I kept reading, out of habit and reached the next Psalm. Psalm 29. As the Psalmist calls out the the gods to give the LORD worship and glory, he describes the voice of the Lord upon the waters, and the glory of God like thunder. He describes the voice of the LORD as such a tremendous power that it could make giant cedar trees in Lebanon break. I imagined the storms and the wind we have and the crashing of the trees.

Then the Psalmist, a former farmer/shepherd, tells that the Lord makes Lebanon skip like a calf, and Mount Hermon like a young wild ox. I thought of our calves and lambs, frolicking with joy and delight. I wondered if he could make a nation skip like our happy animals, could he make me filled with joy and delight?

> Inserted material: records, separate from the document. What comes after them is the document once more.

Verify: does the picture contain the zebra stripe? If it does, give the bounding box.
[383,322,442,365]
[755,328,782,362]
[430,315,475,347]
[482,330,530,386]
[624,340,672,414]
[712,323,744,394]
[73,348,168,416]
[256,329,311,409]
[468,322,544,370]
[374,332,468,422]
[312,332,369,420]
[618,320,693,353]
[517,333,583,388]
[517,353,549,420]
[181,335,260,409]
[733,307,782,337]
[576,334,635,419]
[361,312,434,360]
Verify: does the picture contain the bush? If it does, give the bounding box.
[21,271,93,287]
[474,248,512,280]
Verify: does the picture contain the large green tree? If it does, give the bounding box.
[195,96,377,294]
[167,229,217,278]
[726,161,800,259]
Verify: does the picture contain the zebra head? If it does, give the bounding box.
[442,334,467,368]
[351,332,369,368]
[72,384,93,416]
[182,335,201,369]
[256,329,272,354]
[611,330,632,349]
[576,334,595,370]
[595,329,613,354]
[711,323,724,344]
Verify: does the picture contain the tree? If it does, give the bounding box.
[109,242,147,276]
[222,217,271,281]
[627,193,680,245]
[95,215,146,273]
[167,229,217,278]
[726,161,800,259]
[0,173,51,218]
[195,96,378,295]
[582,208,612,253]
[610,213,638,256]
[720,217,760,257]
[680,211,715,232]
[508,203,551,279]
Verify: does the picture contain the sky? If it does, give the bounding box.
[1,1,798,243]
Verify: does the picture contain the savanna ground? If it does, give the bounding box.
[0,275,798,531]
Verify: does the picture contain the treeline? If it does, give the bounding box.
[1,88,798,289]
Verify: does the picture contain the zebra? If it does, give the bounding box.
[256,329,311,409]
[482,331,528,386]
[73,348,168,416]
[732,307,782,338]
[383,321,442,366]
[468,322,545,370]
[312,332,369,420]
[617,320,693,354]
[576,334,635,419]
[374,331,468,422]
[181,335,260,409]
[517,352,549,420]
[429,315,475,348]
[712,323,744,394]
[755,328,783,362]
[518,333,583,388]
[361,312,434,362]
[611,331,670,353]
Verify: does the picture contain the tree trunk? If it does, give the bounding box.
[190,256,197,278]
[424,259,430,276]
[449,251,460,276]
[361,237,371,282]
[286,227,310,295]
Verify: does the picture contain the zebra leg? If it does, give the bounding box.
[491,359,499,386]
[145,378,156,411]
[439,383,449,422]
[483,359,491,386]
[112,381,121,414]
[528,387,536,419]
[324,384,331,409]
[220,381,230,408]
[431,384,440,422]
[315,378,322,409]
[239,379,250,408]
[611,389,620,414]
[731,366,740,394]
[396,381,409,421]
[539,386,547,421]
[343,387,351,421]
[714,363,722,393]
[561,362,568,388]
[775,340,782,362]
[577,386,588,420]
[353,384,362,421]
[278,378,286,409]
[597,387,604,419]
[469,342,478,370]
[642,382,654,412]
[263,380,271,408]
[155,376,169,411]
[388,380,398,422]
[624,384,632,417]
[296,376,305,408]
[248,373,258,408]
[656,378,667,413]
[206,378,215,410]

Sitting tired in my chair, nursing my coffee, I read the last verse of the chapter and wept with gratitude; "The LORD shall give strength to his people; the LORD shall give his people the blessing of peace." Psalm 29:11

I don't know why I wept, but I was touched, and the scriptures no longer were dry and rote for me.

The evening is early. I may inspect the garden and weed in the cool if the no-see-ums aren't too bad. I wonder if the girls would be content to skip supper this evening? Scrambled eggs on toast? A glass of Coco's milk?

Oh, and another thing, as I ramble on, where is my friend the whipporwill? He has usually been singing me love songs by this time of the year. I feel sad to not hear his voice. The bull frogs are singing, so are the many nighttime bugs. The fireflies are in full sparkle once dark falls upon us, and let me tell you, they put on a fantastic display that rivals any Christmas light decorations, in my humble opinion. But oh, how I wish to hear the song of the whipporwill as I lay down my head to sleep.

If he is at your house, could you remind him to come over to our part of the valley at least occasionally?

2 comments:

Anonymous said...

Hi, friend. Our lovely little whipporwill went on vacation for a year or two. Then he came back. Haven't heard him yet this season. But then we are a bit behind over here in Pennsylvania.
I love you. I missed you very much this week. L

Polly said...

Psalm 29 was the reading at my dad's church when we were in SC last weekend. It spoke to me then, too--especially the powerful image of breaking the cedars, which I later quoted again to my husband.

I haven't heard a whipporwill yet this season, either. Or the screech owl in the woods. I hope we hear them soon!